An international draw

The college hosted an international conference of historians harnessing the power of computing to analyze historical account books and financial ledgers for new insights on daily life in the past and on long-term economic trends that shaped historical events.

The two-day gathering of historians—MEDEA: Modeling Semantically Enriched Digital Editions of Accounts—reflects the growing interest in the digital humanities, an emerging field in which Professor of History Kathryn Tomasek has taken a leadership role.

The conference at Wheaton was funded by grants from the U.S. National Endowment for the Humanities and the German Research Foundation (DFG) awarded to Professor Tomasek and her colleagues Georg Vogeler of the University of Graz in Austria and Katrin Pindl of the University of Regensburg in Germany.

The Wheaton gathering, which followed a similar session held in Regensburg in October, drew researchers from across the U.S. and abroad who are working on a range of financial documents–from medieval German municipal records to the household accounts of President George Washington and the family of presidents John Adams and John Quincy Adams.

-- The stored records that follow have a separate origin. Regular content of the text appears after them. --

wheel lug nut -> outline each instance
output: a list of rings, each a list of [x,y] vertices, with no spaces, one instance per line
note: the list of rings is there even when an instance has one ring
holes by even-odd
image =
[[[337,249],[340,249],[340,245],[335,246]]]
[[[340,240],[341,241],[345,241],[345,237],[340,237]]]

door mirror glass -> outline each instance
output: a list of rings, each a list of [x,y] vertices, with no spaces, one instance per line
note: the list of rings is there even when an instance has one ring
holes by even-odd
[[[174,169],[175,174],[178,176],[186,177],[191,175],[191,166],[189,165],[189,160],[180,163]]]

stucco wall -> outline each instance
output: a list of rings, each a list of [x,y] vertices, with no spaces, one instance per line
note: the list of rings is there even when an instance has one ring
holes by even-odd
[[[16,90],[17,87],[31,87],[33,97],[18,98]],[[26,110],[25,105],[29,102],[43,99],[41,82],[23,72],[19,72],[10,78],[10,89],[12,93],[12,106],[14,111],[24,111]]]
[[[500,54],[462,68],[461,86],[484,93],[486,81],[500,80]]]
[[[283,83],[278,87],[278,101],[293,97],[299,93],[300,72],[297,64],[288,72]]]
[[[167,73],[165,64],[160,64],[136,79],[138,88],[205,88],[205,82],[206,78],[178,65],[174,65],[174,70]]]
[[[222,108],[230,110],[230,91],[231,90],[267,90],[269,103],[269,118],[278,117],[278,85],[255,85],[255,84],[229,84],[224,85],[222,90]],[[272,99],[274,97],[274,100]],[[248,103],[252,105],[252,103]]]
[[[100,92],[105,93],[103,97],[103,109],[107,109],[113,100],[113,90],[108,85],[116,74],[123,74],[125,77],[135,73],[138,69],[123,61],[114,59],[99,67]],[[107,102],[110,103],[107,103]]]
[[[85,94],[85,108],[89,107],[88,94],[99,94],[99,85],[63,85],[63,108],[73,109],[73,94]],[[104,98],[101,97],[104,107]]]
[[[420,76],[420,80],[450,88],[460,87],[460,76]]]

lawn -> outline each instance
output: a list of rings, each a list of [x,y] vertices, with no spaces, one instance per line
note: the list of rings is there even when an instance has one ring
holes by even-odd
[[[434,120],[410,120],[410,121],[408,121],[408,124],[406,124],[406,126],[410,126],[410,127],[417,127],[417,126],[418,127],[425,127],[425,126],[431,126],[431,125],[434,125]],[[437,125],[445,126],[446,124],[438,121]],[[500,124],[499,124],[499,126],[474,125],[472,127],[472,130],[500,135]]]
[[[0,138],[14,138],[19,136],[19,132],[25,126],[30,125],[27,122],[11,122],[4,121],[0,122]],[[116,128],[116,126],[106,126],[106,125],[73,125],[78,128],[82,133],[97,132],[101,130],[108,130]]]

“Our goal for the workshops is to build a community of scholars who are working to create semantically enriched accounts,” Vogeler said.

The collaboration is already bearing fruit, Tomasek said. “On the second day of the conference, the graduate student of my Japanese colleague presented on how the “transactionography” idea that my co-author Syd Bauman and I published in the Journal of the Text Encoding Initiative can be extended beyond the account books of a private business to examine the exchanges between nations.” 

The success of the conference in advancing related research projects and stimulating new explorations has led the team to plan for more sessions beyond those anticipated by the original grant, Tomasek said.